For more information, write to: The Wall That Heals -- The Vietnam Veterans Memorial Fund's Traveling Wall, 1023 15th Street NW, Second Floor, Washington, DC 20005; telephone 202-393-0090. (Fax -- 202-393-0029); e-mail: vvmf@vvmf.org .

Detailed information may be found on the Internet at www.vvmf.org .

 

The Wall on the Web

Two Web pages go by the name "The Virtual Wall." They are separate entities with no connection to one another except for subject matter. One is produced by the Vietnam Veterans Memorial Fund and the second affiliated with The Moving Wall.

Web surfers should take note of the small but critical differences in Web addresses.

The Virtual Wall (The Moving Wall) -- www.virtualwall.org 

Begun in March 1997, the Web site provides a place for memorials to the men and women named on The Wall. Visitors may leave tributes, letters, poems, photos and other memorials.

The Webmasters wish to provide an environment like The Wall itself -- one marked by dignity and respect. The Web site contains no flashy distractions, commercials and does not ask for monetary donations.

The Virtual Wall was founded by a Vietnam veteran who then enlisted an advisory board that went on to establish The Virtual Wall Association.

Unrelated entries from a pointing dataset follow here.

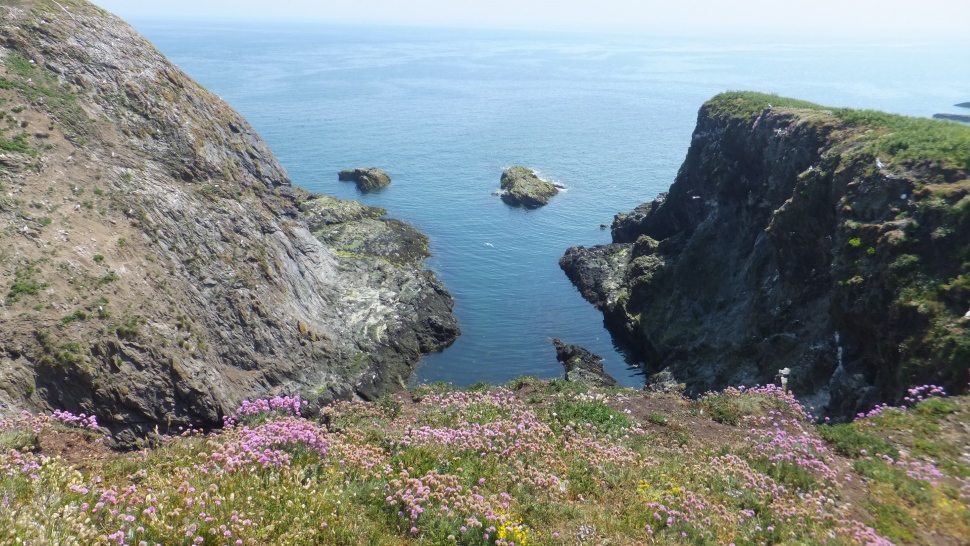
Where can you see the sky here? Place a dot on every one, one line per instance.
(938, 18)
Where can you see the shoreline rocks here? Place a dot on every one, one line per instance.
(582, 366)
(521, 187)
(788, 240)
(217, 281)
(368, 179)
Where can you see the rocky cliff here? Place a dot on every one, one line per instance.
(831, 241)
(156, 264)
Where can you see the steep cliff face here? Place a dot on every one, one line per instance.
(156, 264)
(833, 242)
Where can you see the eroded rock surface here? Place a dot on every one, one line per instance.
(797, 237)
(582, 366)
(157, 266)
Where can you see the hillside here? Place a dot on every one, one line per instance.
(157, 266)
(533, 463)
(829, 241)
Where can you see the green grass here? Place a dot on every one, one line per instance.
(902, 139)
(847, 439)
(17, 144)
(532, 473)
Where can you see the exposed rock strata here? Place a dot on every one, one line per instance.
(521, 187)
(156, 264)
(582, 366)
(368, 179)
(800, 238)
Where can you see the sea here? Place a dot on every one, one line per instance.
(444, 111)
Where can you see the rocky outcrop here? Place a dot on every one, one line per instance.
(962, 118)
(795, 236)
(582, 366)
(368, 179)
(521, 187)
(157, 266)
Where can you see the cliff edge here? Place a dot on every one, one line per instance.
(156, 264)
(829, 241)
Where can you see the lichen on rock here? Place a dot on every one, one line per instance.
(168, 268)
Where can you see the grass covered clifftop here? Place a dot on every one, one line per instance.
(531, 463)
(900, 140)
(830, 241)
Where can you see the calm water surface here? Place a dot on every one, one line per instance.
(444, 111)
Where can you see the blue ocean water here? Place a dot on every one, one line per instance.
(444, 111)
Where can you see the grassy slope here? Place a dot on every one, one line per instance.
(909, 266)
(534, 463)
(898, 139)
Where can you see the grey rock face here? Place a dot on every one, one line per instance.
(192, 273)
(780, 246)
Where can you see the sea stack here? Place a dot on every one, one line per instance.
(521, 187)
(582, 366)
(368, 179)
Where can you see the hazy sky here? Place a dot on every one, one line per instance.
(936, 17)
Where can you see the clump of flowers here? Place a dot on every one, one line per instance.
(918, 394)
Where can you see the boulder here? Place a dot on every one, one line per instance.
(521, 187)
(582, 366)
(368, 179)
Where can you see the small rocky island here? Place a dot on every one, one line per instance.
(521, 187)
(368, 179)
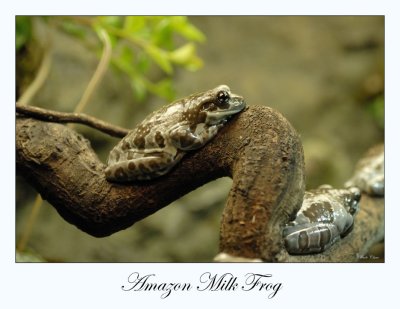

As a public service, Integration, Inc., of Batavia, N.Y., provides the server, disk space and bandwidth at no cost. The Webmaster is Jim Schueckler (192nd Assault Helicopter Company, Vietnam, 1969). He may be contacted at: FlewHuey@iinc.com 

The Virtual Wall (Vietnam Veterans Memorial Fund) -- www.thevirtualwall.org  This Web site offers visitors veteran profiles, remembrances, reunion postings, name rubbings, custom reports and more.

Originally launched on November 10, 1998, by Vice President Al Gore, the site lists more than 30 million hits and 18,000 remembrances.

Features include a monthly guest column and regular monthly chat with an expert on Vietnam, more than 1,300 prepared reports and special sections for new remembrances.

The Web page is a partnership between the Vietnam Veterans Memorial fund and Winstar Communications.